Sunday, September 27, 2015

The Dilemma of China

Cisco's recently announced partnership with Chinese server maker Insur group illustrates the evolving challenges companies are facing as they attempt to thrive in China.  With slowing global growth, finding success in China's market is increasingly imperative for companies in every industry. However, China is taking advantage of this market power by favoring domestic companies and creating an environment where foreign companies are forced to partner with Chinese companies and thus risk losing their competitive advantage,

Why China?
Despite the recent volatility and underwhelming growth numbers, China's attractiveness as a market for a wide range of companies is obvious.  China's middle class continues to explode in size.  In 2001, the share of the Chinese population who were middle class was 1%. 10 years later, that share is 18%. Companies are eager to meet the demand created by these people with newly found purchasing power. In natural resources, China accounts for 49% of global coal consumption, recently became the largest importer of oil and is the second largest consumer of gold.  In 2010, China became the largest market for automobiles. Simply put, companies ignore the Chinese market at their own peril.

Increasing Difficulties
Sounds great right?  Problem is, with low growth elsewhere, companies are increasingly dependent on China for growth, and the Chinese government is well aware of this fact. The Chinese government is increasing its influence on the way foreign companies operate in the country, partially in an attempt to give its domestic companies a leg up.  The Chinese government is leveraging its power over domestic companies to encourage them to focus their business on domestic Chinese companies at the expense of internationals. Cisco is a prefect example.
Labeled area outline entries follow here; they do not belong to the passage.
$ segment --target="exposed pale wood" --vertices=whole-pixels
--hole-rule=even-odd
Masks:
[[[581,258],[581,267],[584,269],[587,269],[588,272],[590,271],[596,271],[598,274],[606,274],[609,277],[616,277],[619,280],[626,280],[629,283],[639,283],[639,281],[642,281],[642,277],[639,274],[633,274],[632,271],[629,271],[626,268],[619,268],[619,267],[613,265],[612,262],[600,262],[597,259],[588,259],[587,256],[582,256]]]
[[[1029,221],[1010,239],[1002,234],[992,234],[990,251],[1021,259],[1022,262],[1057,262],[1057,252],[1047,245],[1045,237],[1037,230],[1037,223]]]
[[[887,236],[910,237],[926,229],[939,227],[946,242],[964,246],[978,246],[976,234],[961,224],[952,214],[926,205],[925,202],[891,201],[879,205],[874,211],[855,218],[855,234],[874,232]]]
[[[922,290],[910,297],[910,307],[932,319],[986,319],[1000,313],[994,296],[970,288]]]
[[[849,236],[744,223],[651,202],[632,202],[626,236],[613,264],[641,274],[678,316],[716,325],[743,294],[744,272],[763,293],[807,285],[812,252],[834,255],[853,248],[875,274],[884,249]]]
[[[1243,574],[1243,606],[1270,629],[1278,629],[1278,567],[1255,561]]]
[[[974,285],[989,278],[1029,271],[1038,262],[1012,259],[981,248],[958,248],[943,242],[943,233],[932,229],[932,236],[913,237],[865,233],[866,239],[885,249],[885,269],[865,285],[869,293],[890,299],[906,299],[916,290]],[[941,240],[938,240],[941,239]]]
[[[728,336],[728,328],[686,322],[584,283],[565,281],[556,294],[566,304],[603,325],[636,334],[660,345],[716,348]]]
Cisco's Chinese Experience
Cisco long resisted the partnership model in China, preferring to rely on its brand and expertise during its 20 years operating in the country.  Following this strategy led to impressive success. In 2014, Cisco controlled 21.2% of the Chinese server market.  However, this dominance is being challenged by domestic Chinese competitors, particularly Huawei, who are being steered business by the Chinese government.  In 2015, Cisco's share of the Chinese server market dropped to 9.4%.  Much of this decline can be attributed to the Chinese governments decision to remove Cisco (as well as other US companies such as Apple, Citrix and McAfee) from a government approved purchase list for small contracts amid concerns by the Chinese government that the US government had installed so-called backdoors into US made networking gear. Regardless of the reasoning behind the decision, this is a poignant example of the Chinese governments ability to determine winners and losers in its economy and its emphasis on supporting domestic companies.

What's Next
This trend has no end in sight. Companies will continue to struggle with the trade off of the massive financial potential of the Chinese market with the risk of sharing technological know how with Chinese partners who, with the assistance of the Chinese government, may soon become a competitor.